Day 2 - Processing RNAseq reads with nf-core/rnaseq pipeline

Recap from Day 1

Yesterday we covered:
- How to use Unix.
- How to get onto HAWK and navigate it.
- How to execute the fetchngs pipeline.

Outputs from the fetchngs pipeline

We should all have had an email from SCW HAWK - HPC SERVICES notifying you of a successful pipeline run.
Sometimes the email function doesn’t work. We can just log in and check ourselves.
To check, we need to log back onto HAWK, load the tmux module, and then open the session that we created.

Log on to HAWK

In VSCode, click on the ‘Remote Explorer’ button, then click ‘Connect to Host in New Window’ button. This opens a new VSCode window with the remote host.
You will be prompted (top box) to enter your password. Do this and hit enter.
You are now connected to HAWK.

Connecting to HAWK

Click on ‘Explorer’ and then ‘Open Folder’.
A drop-down box appears at the top of the screen with a filepath. We need to change this to /scratch/c.c1234567/rnaseq-course and then click ‘OK’.
You may be prompted ‘Do you trust the authors this folder?’. Click ‘Trust all authors’ or ‘Yes’.
You will now see that the directory will be open on the left of the window.
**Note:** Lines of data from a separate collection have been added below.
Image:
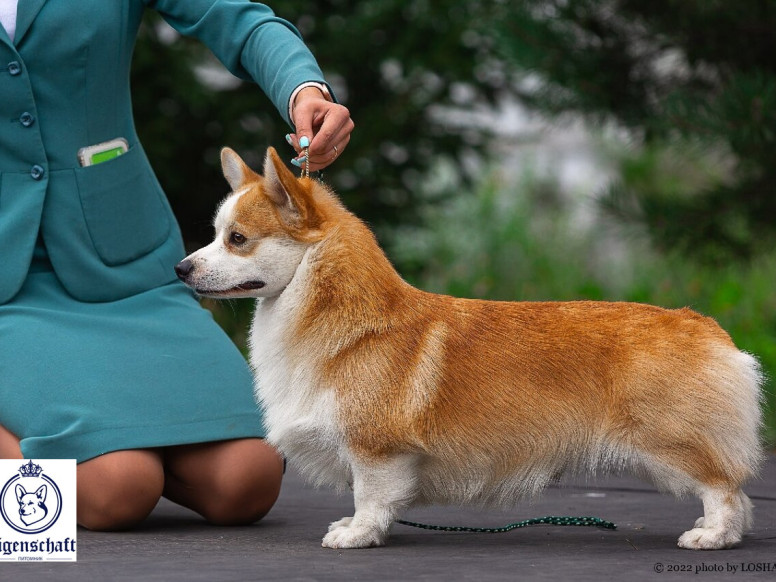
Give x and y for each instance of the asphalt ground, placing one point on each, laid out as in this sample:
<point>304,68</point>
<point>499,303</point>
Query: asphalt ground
<point>175,544</point>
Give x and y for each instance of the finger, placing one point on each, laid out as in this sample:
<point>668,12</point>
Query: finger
<point>320,161</point>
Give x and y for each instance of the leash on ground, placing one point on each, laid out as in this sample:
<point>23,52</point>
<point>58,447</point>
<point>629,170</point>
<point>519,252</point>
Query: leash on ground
<point>548,520</point>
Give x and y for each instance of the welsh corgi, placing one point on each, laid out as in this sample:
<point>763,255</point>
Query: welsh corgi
<point>415,398</point>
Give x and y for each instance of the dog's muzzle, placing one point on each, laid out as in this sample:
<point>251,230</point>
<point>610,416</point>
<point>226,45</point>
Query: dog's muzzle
<point>183,269</point>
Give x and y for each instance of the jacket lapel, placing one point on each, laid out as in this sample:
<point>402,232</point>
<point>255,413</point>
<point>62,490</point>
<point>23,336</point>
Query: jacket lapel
<point>27,11</point>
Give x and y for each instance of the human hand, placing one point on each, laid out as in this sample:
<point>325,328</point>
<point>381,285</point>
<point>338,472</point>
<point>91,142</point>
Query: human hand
<point>324,126</point>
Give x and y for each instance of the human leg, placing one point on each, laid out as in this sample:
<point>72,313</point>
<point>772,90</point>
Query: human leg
<point>9,445</point>
<point>232,482</point>
<point>118,490</point>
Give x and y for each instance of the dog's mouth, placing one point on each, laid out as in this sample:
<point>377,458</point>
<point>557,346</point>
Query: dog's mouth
<point>247,286</point>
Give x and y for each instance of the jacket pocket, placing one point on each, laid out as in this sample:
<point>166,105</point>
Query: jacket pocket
<point>125,210</point>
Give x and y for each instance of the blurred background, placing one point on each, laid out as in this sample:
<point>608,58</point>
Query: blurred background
<point>517,149</point>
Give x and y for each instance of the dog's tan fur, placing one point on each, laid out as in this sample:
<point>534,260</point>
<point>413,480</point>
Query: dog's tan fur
<point>422,398</point>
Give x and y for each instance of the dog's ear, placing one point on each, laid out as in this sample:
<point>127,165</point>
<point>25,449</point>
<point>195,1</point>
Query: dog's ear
<point>236,171</point>
<point>291,196</point>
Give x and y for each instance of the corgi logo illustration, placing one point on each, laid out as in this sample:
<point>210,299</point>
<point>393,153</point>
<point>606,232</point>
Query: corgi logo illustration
<point>30,501</point>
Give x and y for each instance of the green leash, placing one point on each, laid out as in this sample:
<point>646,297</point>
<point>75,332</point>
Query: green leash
<point>549,520</point>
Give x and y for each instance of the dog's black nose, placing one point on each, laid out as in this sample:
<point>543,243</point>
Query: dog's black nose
<point>183,268</point>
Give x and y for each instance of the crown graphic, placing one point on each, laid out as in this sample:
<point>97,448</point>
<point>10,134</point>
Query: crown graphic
<point>30,470</point>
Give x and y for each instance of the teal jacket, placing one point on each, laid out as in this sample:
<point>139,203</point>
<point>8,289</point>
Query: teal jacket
<point>64,84</point>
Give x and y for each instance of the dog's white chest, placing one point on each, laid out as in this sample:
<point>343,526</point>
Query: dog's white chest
<point>300,414</point>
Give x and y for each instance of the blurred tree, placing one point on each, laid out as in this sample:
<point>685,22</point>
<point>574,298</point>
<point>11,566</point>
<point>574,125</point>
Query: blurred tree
<point>682,73</point>
<point>392,63</point>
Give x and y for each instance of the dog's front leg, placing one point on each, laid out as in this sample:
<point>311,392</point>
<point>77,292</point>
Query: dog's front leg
<point>381,491</point>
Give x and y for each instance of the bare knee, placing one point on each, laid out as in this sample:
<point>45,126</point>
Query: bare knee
<point>228,483</point>
<point>244,502</point>
<point>118,490</point>
<point>9,445</point>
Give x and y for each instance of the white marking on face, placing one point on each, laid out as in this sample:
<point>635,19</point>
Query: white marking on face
<point>265,272</point>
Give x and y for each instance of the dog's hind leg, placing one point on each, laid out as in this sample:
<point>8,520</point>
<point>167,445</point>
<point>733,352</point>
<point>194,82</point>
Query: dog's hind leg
<point>727,515</point>
<point>381,491</point>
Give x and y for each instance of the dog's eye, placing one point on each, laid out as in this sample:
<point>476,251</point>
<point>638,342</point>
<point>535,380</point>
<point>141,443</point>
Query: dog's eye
<point>237,239</point>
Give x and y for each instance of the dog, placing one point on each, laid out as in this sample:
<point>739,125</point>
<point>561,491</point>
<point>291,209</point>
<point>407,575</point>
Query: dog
<point>415,398</point>
<point>32,506</point>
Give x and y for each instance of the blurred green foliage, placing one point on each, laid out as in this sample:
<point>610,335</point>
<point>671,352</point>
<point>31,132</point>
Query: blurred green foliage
<point>674,72</point>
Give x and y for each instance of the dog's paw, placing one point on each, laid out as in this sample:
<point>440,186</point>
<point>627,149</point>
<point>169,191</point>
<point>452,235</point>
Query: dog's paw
<point>344,522</point>
<point>347,536</point>
<point>701,538</point>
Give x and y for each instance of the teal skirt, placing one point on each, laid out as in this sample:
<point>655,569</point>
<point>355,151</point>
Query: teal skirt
<point>78,380</point>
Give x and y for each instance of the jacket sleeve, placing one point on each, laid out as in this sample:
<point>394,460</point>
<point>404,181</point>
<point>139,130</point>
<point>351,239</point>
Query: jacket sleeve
<point>250,40</point>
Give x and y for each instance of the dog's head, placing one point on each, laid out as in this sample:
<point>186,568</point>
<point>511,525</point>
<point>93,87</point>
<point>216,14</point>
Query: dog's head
<point>263,229</point>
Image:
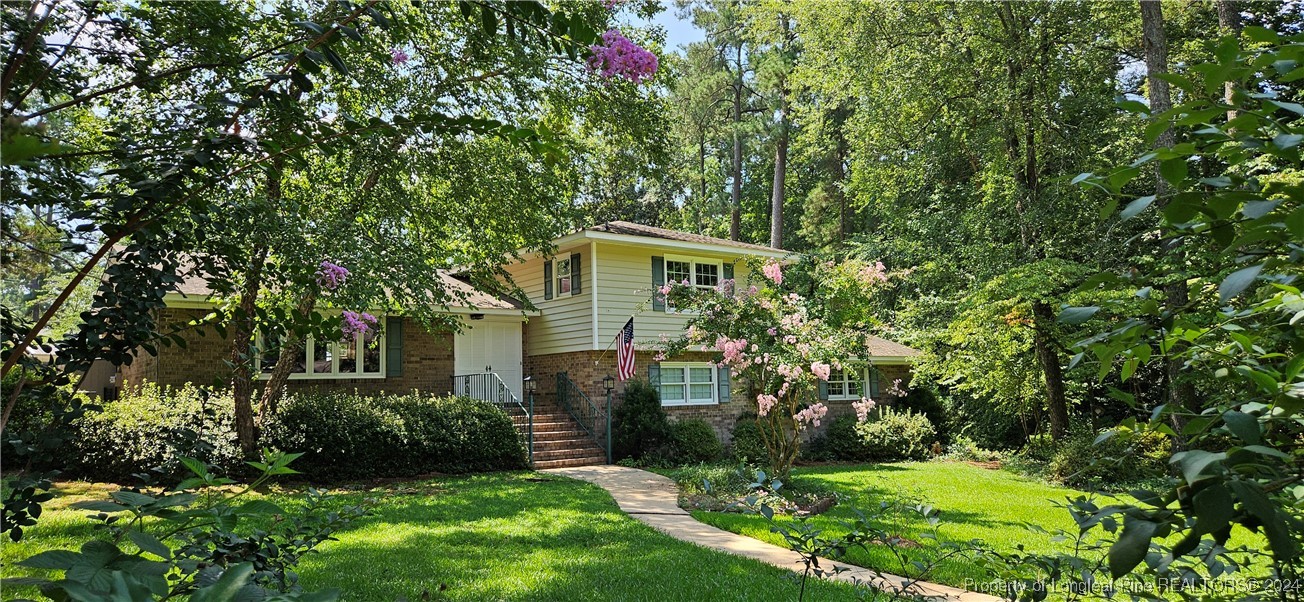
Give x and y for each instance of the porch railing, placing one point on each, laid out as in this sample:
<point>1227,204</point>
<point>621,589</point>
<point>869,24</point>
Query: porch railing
<point>489,387</point>
<point>592,418</point>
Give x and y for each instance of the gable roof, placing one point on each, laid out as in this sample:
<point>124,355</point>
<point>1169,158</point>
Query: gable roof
<point>630,228</point>
<point>884,348</point>
<point>466,296</point>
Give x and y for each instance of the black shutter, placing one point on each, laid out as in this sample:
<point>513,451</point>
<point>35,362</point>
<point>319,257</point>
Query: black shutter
<point>393,345</point>
<point>657,282</point>
<point>548,279</point>
<point>577,278</point>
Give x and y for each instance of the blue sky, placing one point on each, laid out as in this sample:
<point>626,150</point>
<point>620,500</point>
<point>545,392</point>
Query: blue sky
<point>678,31</point>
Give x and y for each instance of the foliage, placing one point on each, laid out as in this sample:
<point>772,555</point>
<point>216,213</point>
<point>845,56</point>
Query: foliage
<point>149,428</point>
<point>746,443</point>
<point>694,441</point>
<point>523,524</point>
<point>1242,215</point>
<point>183,542</point>
<point>963,448</point>
<point>770,338</point>
<point>841,442</point>
<point>350,435</point>
<point>891,435</point>
<point>639,425</point>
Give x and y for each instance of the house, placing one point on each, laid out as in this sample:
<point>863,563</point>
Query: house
<point>583,293</point>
Opening a terminal window in VSCode

Click on ‘Terminal’ at the top of your screen and select ‘New Terminal’.
In the terminal window at the bottom of your screen, paste the following:

# log on to the cla1 node
ssh cla1

# move to the working directory (scratch)
cd /scratch/c.c1234567/rnaseq-course

#load tmux
module load tmux

#open our tmux session
tmux attach -t fetchngs

Upon opening the session, we should have a window that looks like this:

tmux fetchngs completed run

You should also see the following text at the end (we will cover the message shortly):

Checksums match: All downloaded files are verified successfully.

Linux Users

#log onto HAWK
c.c1234567@hawklogin.cf.ac.uk
PASSWORD

# Swap to the cla1 node
ssh cla1

# move to the working directory (scratch)
cd /scratch/c.c134567/rnaseq-course

#load tmux
module load tmux

#open our tmux session
tmux attach -t fetchngs

In this situation, the process took 25 minutes. As all of us were using the pipeline at the same time, these times will likely vary. Download times will also depend on the size and number of files being downloaded.

Addition of the work directory

We will see that there is a new work directory.
This directory is created by the pipeline and uses it as a storage space for intermediate files etc.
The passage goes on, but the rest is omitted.